Most authors have emphasized the highly malignant potential of
this entity. Wide local excision is the appropriate surgical treatment.
If wide margins cannot be achieved, radical excision or even amputation
is required1,2. Regional lymphadenectomy
is not obligatory. Primary clear-cell sarcomas of bone have been
reported sporadically, but unequivocal proof of osseous origin will
probably remain impossible10-13.
Therefore, it has been suggested that the term clear-cell
sarcoma should be reserved for tumors arising in soft tissue14. The most common sites of metastatic
spread include the regional lymph nodes, lungs, skeletal system,
liver, and heart1,6. The frequency
of skeletal involvement ranges between 15% and 26%7,15,16. Although there have been rare
reports of primary clear-cell sarcoma arising in the hand, to our
knowledge this is the first description of metastasis to the carpus6,12,17.
A limb-salvage procedure that preserves basic hand function is
justified even in a patient with local recurrence of a clear-cell
sarcoma18. Retrospectively, however,
the indication for an en bloc excision of the capitate
can be reappraised. Because widespread metastases developed in our
patient within a short period of time following this operation,
less radical options, such as curettage followed by use of cement
or grafting of the capitate, are worth considering. However, these
procedures would necessarily have left tumor behind, and the patient chose
the more extensive procedure.
Initial staging had failed to demonstrate the carpal involvement.
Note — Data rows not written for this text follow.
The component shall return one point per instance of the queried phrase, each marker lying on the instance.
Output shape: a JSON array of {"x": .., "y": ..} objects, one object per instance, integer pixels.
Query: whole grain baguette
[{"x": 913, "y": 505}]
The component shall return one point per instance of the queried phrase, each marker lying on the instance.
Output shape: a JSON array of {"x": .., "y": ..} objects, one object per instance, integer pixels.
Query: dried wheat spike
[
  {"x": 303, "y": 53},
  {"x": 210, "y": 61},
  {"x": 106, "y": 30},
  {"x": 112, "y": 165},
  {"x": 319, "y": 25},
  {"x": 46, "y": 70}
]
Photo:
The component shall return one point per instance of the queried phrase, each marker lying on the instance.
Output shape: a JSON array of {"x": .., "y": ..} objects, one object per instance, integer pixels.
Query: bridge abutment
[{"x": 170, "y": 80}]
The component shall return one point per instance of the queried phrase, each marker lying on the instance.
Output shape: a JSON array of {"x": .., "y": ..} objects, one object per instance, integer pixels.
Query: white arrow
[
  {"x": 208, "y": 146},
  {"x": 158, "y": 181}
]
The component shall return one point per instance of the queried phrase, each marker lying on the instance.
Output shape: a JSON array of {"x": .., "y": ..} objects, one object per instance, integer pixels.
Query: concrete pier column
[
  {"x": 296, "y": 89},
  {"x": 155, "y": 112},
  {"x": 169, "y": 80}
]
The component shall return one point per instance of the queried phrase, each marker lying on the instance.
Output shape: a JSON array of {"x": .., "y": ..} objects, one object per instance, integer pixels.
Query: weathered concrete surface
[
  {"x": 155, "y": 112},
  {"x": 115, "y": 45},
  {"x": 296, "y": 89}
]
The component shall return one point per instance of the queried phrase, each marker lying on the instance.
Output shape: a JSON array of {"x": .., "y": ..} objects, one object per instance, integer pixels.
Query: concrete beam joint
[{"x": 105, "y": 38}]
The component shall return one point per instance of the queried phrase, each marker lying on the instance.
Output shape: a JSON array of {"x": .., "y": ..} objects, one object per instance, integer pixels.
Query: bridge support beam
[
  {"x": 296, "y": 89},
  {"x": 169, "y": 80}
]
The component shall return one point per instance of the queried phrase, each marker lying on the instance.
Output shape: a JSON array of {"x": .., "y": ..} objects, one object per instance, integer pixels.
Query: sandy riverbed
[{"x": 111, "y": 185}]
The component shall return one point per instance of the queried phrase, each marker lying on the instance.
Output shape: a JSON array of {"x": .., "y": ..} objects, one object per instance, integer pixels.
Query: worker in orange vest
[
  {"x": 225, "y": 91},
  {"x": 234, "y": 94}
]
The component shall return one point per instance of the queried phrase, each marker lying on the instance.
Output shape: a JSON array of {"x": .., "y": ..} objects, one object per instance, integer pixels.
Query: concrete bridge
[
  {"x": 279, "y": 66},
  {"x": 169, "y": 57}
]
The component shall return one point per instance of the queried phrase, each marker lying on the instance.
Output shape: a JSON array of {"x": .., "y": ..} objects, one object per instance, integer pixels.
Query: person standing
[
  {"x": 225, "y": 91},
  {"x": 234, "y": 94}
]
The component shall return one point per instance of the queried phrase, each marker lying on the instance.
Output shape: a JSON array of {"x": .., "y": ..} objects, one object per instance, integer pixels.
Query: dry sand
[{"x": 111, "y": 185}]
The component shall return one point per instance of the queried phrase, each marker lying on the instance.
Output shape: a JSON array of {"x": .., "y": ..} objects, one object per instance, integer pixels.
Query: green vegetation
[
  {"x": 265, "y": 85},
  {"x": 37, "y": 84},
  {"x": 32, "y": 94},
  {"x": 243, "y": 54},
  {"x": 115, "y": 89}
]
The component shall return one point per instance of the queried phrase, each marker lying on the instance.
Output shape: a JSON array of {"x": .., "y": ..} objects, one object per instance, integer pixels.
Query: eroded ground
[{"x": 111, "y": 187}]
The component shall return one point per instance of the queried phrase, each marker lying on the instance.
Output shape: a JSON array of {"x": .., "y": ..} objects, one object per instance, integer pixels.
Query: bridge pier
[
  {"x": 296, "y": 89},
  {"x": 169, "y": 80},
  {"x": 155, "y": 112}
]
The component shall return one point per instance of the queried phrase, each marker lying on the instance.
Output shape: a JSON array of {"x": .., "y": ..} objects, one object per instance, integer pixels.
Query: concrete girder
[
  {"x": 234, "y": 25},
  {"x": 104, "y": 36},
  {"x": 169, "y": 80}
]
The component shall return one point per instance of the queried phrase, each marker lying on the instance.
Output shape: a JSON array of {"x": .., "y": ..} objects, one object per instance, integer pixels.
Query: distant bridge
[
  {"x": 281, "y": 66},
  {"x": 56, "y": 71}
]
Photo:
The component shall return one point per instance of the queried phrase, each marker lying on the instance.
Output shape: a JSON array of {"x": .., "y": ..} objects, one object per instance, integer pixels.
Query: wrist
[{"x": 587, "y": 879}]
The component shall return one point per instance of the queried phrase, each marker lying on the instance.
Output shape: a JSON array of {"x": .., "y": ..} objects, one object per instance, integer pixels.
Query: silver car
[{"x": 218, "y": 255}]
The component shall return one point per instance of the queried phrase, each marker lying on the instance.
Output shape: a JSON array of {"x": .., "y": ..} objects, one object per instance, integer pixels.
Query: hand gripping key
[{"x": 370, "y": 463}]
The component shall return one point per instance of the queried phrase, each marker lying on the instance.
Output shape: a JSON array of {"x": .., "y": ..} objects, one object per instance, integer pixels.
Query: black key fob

Secondary staging had failed to identify further dissemination.
Since the carpus was the site of the initial metastatic manifestation,
we believe that the extremities should be included in the bone scans
of these patients to avoid missing a distal metastasis.
Many authors have proposed the use of positron emission tomography
for the staging of malignant melanoma. The sensitivity of detection
of distant metastasis is higher than 90%, and positron
emission tomography can demonstrate these lesions earlier than can
other conventional imaging techniques19-23.
Since 1997, all patients with a soft-tissue sarcoma of an extremity
treated at our institution have been included in a clinical trial
to evaluate the role of positron emission tomography in the detection
of occult regional nodal or distant metastatic disease at the time
of presentation.
When radiographs demonstrate an osteolytic lesion of the capitate,
the diagnosis is very rarely a primary tumor24.
Metastatic tumors of the hand, from any primary site, are also very
uncommon. In a review of 163 cases reported in the literature, only
five such tumors were located in the capitate25.
Once a metastatic clear-cell sarcoma in the hand or wrist has been
confirmed, further tumor spread is probable. Since the prognosis
is very poor, with a median duration of survival of only five months,
a limb-preserving procedure rather than an amputation through
the forearm should be performed whenever possible26.
The unique feature of the case reported here is the initial metastasis
to the capitate. To our knowledge, this has not been documented
previously in association with soft-tissue sarcoma.